Elle oignait comme une lingère de Oignies...
Allant du bout des pieds en remontant vers le haut de cuisse, elle massait vigoureusement mes chairs meurtries.
Je réalisai soudain que cette région de mon corps n’avait jamais été palpée par d’autres mains que les miennes.
Bien que sorcière, elle était néanmoins femme.
Malgré mon calvaire, je sentis une lanterne s’allumer près de ma vessie.
Tel un spectre envoûtant, le drap s’anima de lui-même...
— Boudiou, qué qui’l’vaillant, l’saloupipiau!
Ma honte était à son comble.
Je cherchai dans la mathématique le dégonflement.
Par bonheur, la Suie cessa mon traitement.
Elle s’essuya les mains sur son tablier crasseux.
Je vis à ce geste qu’elle n’était pas vêtue de sombre mais bel et bien recouverte de suie.
Ramonait-elle pour améliorer son quotidien?
Dieu, que le peuple de France est plein de mystères...
La sorcière s’empara d’un linge, aussi noir qu’une caisse royale, pour emballer mon genou.
Ah, la Suie avait sa façon de panser...
Elle serra avec une force que je ne suspectais point.
J’en pleurai à chaudes larmes de sang...
— Boudiou!
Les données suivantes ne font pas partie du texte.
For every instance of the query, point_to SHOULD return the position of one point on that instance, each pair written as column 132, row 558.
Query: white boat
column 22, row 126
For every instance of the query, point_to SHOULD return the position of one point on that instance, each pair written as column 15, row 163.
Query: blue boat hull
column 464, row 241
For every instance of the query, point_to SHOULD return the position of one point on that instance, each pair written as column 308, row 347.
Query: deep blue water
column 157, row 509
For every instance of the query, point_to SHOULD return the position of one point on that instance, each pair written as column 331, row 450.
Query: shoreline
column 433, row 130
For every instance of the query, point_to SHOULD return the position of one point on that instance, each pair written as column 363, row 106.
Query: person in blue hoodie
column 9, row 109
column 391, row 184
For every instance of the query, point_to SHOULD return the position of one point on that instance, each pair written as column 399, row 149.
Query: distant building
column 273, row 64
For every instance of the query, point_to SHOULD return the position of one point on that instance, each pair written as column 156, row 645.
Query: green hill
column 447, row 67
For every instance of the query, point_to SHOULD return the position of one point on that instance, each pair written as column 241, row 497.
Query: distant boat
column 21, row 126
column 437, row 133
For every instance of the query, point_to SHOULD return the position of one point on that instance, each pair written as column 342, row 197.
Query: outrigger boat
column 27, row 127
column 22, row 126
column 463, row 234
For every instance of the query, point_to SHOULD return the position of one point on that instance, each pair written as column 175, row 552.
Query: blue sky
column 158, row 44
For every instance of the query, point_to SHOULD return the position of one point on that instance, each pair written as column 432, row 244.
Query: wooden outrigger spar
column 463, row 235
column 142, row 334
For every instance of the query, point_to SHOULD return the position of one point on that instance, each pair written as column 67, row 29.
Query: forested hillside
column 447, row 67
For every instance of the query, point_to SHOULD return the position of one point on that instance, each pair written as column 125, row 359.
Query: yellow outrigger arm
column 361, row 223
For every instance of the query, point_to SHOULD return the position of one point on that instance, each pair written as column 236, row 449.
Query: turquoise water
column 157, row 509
Que qu’i fé froé!
Elle me débarrassa de l’assiette de tartines qu’elle renifla avec suspicion.
Elle grimaça et alla les jeter dans l’âtre qui s’enflamma aussitôt dans un effet surprenant.
Elle jeta ensuite un coup d’œil au conduit.
Elle glissa une main à l’intérieur et ouvrit la chape.
La cheminée se mit à tirer convenablement.
Puis, elle alla fermer la fenêtre.
Je la remerciai de tout mon cœur pour ces gestes de salut.
Elle jeta deux grosses bûches sur le feu.
Rapidement, je sentis la température de la pièce remonter.
— Qué qu’i va dodo, l’petiot...
Comme par enchantement, elle me tendit une grosse pomme rouge.
Je la pris avec suspicion par la queue.
Elle avait dû la badigeonner d’une substance médicinale car elle sentait fort.
Affamé, je la croquai.
Elle était délicieuse.
Je l’avalai jusqu’au trognon.
Mes douleurs cessèrent immédiatement et, cette fois-ci, je m’endormis d’un profond sommeil réparateur.